Converting Checkpoint: 100%|█████████████████████████████████████████████████████████████████████████████████████████| 167/167 [00:00<00:00, 2686.47it/s]
INFO:root:Saving...
Checkpoint saved to hf_dir_finetune_GPT111M/checkpoint_10_to_hf.bin
Config saved to hf_dir_finetune_GPT111M/custom_config_GPT111M_to_hf.json
deactivate

3. To facilitate importing the model in Hugging Face, modify the configuration file’s name to include gpt2 in it.

mv hf_dir_train_from_scratch_GPT111M/custom_config_GPT111M_to_hf.json hf_dir_train_from_scratch_GPT111M/config_to_hf_gpt2.json

mv hf_dir_finetune_GPT111M/custom_config_GPT111M_to_hf.json hf_dir_finetune_GPT111M/config_to_gpt2.json

Now the trained models can be used with Hugging Face.

4. Create a Python virtual environment to use Hugging Face.

Before you proceed, deactivate the venv_cerebras_pt environment.

python -m venv hf_env
source hf_env/bin/activate
pip install 'transformers[torch]'
python -c "from transformers import pipeline; print(pipeline('sentiment-analysis')('we love you'))"

5. Once you have set up the virtual environment, you can now generate outputs using Hugging Face. The tokenizer can be found in Cerebras-GPT-111M available in Hugging Face. Here is an example using the model trained from scratch:

python
Python 3.8.13 (default, Aug 16 2022, 12:16:29)
[GCC 9.3.1 20200408 (Red Hat 9.3.1-2)] on linux
Type "help", "copyright", "credits" or "license" for more information.

>>> from transformers import AutoTokenizer, AutoModelForCausalLM, AutoConfig

>>> from transformers import pipeline

>>> tokenizer = AutoTokenizer.from_pretrained("cerebras/Cerebras-GPT-111M")

>>> config = AutoConfig.from_pretrained("./hf_dir_train_from_scratch_GPT111M/config_to_hf_gpt2.json")

>>> model = AutoModelForCausalLM.from_pretrained(pretrained_model_name_or_path="./hf_dir_train_from_scratch_GPT111M/checkpoint_10_to_hf.bin", config = config)

>>> text = "Generative AI is "

>>> pipe = pipeline("text-generation", model=model, tokenizer=tokenizer)

>>> generated_text = pipe(text, max_length=50, do_sample=False, no_repeat_ngram_size=2)[0]

Setting `pad_token_id` to `eos_token_id`:50256 for open-end generation.

>>> print(generated_text['generated_text'])

Generative AI is  tossed separatist separatist,, separatist Fantasy, heading, Po, green, confession confession Po Po?!", 113, Pitch, counselormot newfound,ioch confession, Christopher, newfoundmotmot confessionrealDonaldTrump,Vict,icity confessionmot resear

>>> exit()

Here is an example using the model fine-tuned using Cerebras-GPT checkpoint:

Python 3.8.13 (default, Aug 16 2022, 12:16:29)
[GCC 9.3.1 20200408 (Red Hat 9.3.1-2)] on linux
Type "help", "copyright", "credits" or "license" for more information.

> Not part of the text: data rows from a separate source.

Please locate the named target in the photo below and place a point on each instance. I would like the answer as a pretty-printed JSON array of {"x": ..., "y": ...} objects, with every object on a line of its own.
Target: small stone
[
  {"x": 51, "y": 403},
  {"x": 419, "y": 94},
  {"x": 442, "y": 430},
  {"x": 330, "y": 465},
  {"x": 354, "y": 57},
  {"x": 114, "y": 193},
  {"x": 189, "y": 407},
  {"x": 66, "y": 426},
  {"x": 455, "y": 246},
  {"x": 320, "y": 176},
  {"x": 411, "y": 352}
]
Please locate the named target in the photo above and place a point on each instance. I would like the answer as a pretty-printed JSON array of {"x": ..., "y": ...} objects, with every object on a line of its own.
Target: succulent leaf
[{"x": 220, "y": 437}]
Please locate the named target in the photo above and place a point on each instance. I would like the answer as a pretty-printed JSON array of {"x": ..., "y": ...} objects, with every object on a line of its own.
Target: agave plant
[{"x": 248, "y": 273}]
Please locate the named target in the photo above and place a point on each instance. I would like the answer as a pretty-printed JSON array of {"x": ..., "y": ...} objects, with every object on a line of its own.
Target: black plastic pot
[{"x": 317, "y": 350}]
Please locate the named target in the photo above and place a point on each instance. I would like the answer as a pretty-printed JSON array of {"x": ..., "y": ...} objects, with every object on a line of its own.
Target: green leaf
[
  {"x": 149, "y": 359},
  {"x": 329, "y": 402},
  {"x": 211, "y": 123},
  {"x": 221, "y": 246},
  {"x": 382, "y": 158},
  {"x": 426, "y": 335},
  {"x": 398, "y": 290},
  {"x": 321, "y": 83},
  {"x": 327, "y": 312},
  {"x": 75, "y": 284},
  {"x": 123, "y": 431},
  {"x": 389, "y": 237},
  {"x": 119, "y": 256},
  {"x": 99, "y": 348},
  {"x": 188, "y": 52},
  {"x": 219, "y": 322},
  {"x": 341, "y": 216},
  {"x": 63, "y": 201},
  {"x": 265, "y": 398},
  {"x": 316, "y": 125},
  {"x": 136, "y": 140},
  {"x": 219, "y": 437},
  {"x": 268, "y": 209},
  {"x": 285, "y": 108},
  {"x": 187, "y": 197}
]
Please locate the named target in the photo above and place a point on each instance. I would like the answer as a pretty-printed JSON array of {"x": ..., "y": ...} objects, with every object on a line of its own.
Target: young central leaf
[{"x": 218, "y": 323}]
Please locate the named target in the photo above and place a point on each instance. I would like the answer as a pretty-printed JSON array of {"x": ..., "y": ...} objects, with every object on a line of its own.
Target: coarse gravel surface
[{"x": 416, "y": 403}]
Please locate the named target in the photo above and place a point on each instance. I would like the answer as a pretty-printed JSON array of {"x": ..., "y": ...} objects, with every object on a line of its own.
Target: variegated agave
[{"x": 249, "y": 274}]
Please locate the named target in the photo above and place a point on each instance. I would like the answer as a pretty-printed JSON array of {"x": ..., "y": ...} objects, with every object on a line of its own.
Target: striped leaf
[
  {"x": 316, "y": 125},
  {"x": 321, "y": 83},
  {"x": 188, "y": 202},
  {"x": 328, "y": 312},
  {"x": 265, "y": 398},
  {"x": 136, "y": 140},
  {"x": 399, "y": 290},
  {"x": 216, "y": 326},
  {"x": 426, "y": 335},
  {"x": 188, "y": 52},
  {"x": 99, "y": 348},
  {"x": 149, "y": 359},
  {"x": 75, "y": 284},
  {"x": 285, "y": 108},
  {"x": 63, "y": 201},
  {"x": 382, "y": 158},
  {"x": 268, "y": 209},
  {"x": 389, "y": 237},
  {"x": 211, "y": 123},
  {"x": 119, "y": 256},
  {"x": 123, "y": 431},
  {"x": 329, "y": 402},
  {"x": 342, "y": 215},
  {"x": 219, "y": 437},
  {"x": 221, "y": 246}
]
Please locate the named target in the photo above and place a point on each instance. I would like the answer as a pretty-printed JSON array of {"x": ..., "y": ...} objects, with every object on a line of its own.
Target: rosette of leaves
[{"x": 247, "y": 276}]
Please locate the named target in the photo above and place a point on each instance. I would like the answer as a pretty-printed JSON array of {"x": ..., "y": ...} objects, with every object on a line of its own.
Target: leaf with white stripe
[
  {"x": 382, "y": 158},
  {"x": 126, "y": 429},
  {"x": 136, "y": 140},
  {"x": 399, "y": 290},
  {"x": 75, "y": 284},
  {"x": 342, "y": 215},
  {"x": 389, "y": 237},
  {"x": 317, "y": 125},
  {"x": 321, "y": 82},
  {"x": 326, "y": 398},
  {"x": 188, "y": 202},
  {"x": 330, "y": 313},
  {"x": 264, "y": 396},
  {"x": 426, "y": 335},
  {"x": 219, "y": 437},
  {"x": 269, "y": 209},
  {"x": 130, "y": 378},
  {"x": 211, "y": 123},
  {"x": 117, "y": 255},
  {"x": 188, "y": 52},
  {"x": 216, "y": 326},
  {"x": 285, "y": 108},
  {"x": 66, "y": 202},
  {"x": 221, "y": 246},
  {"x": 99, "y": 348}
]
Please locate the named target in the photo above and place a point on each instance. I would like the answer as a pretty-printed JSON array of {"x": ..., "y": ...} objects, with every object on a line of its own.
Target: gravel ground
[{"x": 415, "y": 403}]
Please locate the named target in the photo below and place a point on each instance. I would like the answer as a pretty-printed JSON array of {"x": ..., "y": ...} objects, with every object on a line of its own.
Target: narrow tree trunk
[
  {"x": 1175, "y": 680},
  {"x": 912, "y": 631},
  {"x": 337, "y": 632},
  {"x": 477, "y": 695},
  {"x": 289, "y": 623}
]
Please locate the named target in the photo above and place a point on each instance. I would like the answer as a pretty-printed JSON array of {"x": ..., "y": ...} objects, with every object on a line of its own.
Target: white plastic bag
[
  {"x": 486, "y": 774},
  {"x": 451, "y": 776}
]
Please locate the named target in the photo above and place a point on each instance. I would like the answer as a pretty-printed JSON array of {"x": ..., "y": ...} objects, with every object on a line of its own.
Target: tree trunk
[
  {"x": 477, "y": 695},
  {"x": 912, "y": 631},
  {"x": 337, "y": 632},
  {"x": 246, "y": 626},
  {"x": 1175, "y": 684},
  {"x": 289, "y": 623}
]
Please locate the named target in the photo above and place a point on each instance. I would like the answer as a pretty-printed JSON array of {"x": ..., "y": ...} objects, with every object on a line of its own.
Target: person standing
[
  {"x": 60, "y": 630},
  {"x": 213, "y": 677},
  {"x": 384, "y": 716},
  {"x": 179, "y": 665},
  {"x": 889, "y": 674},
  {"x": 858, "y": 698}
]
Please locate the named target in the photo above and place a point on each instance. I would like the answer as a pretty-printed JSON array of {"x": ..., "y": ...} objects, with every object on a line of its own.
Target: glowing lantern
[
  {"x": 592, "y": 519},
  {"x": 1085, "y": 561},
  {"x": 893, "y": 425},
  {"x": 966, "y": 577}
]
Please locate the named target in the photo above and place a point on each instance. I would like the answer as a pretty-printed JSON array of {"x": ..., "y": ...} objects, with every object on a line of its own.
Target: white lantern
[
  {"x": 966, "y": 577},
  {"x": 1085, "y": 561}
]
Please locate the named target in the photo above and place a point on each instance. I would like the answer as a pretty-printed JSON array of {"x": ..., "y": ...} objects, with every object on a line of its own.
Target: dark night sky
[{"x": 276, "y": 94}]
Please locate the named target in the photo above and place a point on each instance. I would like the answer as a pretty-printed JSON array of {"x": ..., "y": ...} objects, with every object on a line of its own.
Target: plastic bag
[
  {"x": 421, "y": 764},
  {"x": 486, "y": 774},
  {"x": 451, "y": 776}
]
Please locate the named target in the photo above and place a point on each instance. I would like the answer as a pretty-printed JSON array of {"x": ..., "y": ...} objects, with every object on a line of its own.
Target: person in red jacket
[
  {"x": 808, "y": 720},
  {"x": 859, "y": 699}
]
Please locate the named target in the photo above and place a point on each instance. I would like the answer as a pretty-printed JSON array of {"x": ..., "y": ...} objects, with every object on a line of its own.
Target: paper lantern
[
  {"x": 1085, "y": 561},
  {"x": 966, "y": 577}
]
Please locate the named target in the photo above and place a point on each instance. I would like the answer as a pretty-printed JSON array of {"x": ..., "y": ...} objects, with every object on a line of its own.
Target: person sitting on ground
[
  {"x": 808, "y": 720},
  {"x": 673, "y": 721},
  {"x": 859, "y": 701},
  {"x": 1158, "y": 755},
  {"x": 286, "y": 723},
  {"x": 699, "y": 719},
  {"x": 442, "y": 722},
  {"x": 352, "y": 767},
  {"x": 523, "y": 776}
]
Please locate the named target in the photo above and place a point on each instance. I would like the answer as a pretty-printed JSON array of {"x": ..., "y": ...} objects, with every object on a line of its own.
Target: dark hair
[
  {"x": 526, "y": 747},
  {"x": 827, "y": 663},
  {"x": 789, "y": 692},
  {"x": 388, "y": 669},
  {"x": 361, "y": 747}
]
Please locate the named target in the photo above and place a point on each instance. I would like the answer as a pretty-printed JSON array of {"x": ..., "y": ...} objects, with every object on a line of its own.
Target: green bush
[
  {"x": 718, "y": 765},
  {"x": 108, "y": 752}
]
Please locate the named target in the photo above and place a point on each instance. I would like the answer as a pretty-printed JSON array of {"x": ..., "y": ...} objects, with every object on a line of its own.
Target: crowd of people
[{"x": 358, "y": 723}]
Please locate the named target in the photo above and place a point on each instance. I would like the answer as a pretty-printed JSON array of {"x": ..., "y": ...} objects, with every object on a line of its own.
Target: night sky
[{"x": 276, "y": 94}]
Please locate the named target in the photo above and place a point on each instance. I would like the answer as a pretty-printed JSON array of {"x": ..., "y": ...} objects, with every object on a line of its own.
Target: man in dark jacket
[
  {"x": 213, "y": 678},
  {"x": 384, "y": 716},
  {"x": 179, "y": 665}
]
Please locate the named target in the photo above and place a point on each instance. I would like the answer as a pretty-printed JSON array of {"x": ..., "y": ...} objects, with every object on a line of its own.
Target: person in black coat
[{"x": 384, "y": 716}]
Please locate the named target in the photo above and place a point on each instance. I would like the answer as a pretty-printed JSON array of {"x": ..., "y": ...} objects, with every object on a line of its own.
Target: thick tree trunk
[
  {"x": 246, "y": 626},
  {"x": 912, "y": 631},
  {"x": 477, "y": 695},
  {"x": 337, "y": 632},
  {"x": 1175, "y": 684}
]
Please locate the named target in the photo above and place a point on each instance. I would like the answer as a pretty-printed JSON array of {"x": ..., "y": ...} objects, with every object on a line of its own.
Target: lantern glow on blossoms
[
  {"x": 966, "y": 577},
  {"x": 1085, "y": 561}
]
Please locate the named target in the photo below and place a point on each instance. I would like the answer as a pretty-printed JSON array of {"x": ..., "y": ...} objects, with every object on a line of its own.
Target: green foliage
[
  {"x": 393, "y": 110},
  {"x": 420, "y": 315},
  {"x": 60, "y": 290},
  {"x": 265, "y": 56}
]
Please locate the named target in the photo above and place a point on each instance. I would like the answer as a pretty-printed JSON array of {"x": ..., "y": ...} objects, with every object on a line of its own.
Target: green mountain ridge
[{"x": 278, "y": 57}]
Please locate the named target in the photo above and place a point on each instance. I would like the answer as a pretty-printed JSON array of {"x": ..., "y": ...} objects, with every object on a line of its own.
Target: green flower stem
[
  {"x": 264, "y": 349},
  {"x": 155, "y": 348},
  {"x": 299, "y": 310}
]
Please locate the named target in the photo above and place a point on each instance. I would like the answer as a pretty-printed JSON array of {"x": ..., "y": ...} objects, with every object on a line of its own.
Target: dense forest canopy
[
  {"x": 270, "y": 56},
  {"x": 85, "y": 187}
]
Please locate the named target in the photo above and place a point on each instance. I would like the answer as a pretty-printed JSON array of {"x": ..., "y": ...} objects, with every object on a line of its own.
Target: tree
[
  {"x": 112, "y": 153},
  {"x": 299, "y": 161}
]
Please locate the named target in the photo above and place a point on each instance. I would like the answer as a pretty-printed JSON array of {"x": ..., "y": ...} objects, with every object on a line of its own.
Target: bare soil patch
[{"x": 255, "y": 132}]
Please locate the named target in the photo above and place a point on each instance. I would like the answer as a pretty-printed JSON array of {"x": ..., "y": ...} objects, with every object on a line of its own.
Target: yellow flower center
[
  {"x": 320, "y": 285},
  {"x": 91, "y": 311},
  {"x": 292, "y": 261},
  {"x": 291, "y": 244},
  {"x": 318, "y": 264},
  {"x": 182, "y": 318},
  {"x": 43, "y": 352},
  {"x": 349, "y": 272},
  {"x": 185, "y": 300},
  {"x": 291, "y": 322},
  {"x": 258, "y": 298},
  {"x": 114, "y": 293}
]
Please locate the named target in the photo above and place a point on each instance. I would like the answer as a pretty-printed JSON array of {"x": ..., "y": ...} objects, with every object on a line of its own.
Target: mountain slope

>>> from transformers import AutoTokenizer, AutoModelForCausalLM, AutoConfig

>>> from transformers import pipeline

>>> tokenizer = AutoTokenizer.from_pretrained("cerebras/Cerebras-GPT-111M")

>>> config = AutoConfig.from_pretrained("./hf_dir_finetune_GPT111M/config_to_hf_gpt2.json")

>>> model = AutoModelForCausalLM.from_pretrained("./hf_dir_finetune_GPT111M/checkpoint_10_to_hf.bin", config = config)

>>> text = "Generative AI is "

>>> pipe = pipeline("text-generation", model=model, tokenizer=tokenizer)

>>> generated_text = pipe(text, max_length=50, do_sample=False, no_repeat_ngram_size=2)[0]

Setting `pad_token_id` to `eos_token_id`:50256 for open-end generation.

>>> print(generated_text['generated_text'])

Generative AI is

The following is a list of the most common types of AI in the world.
AI is the number of human AI classes in which the AI class is defined. The AI type is
the number that the human

>>> exit()

Conclusion#

Porting a trained and fine-tuned model from Cerebras’s Wafer-Scale cluster to Hugging Face expands the model’s accessibility and usability, allowing for seamless integration with Hugging Face’s extensive toolkit and ecosystem. By following the outlined procedure to convert the model checkpoints and configurations, users can leverage the advanced capabilities of Hugging Face for generating outputs, further analyzing, and integrating their models into broader applications. This process not only enhances the versatility of the models developed on Cerebras’s platform but also fosters broader collaboration and innovation within the AI and machine learning communities.